Consider $U = \left\lbrace x\in\mathbb{R}^2: r\leq \|x\| \leq R \text{ for some } 0<r<R \right\rbrace$ and $ f: \mathbb{R}^2 \setminus{U} \to \mathbb{R}^n \setminus f(U)$.
The inverse of f is continuous, but $\mathbb{R}^n\setminus f(U)$ is simply connected and the pre-image is not!
What is wrong with this argument? I understand that $f(U)$ doesn't necessarily have to be an annulus, but slap on some continuous $g: \mathbb{R}^n \to \mathbb{R}^n$ and it will be one.
Also, I was suggested that creating a quotient space can reduce the case back to $\mathbb{R}^2$ to $\mathbb{R}$. I thought about two equivalence relation:
$x \sim y \iff \|x\|= \|y\|$ w.r.t. Euclidean norm.

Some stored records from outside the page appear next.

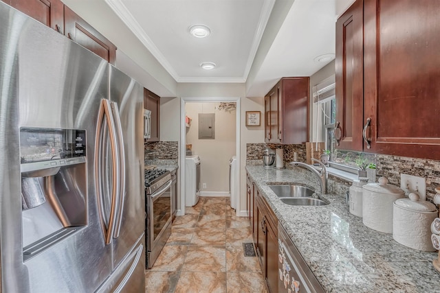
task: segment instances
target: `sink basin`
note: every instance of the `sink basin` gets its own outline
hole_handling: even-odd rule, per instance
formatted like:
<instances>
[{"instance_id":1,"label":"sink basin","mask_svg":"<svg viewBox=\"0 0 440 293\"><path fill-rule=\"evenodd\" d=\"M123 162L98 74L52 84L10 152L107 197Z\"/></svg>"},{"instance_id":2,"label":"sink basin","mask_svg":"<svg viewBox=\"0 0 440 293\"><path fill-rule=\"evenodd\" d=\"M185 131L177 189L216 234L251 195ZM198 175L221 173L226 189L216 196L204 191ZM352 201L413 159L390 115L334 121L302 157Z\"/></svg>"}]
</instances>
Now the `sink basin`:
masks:
<instances>
[{"instance_id":1,"label":"sink basin","mask_svg":"<svg viewBox=\"0 0 440 293\"><path fill-rule=\"evenodd\" d=\"M278 198L311 198L315 193L300 185L268 185Z\"/></svg>"},{"instance_id":2,"label":"sink basin","mask_svg":"<svg viewBox=\"0 0 440 293\"><path fill-rule=\"evenodd\" d=\"M328 202L314 198L281 198L280 200L286 204L289 205L307 205L321 206L329 204Z\"/></svg>"}]
</instances>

$(x_{1},x_{2}) = x$; $x \sim y \iff x_{1}= y_{1}$
Would either of these be alright? I am aware the first one creates a half line. I have had no practice with quotient space so I'd rather not dabble in it, to be honest.
Thanks.
The issue with your argument goes like this: the annulus $U$ is homotopic to a circle, and since $f$ is a homeomorphism its image $f(U)$ is also homotopic to a circle. This means that unless $f$ is the constant map, $\mathbb{R}^n\setminus f(U)$ amounts to $\mathbb{R}^n$ minus a wedge of circles, which is not simply connected. For example, think of a loop that links nontrivially with one of these circles; this loop cannot contract to a point.
Like William suggests, taking away a single point is the better strategy here.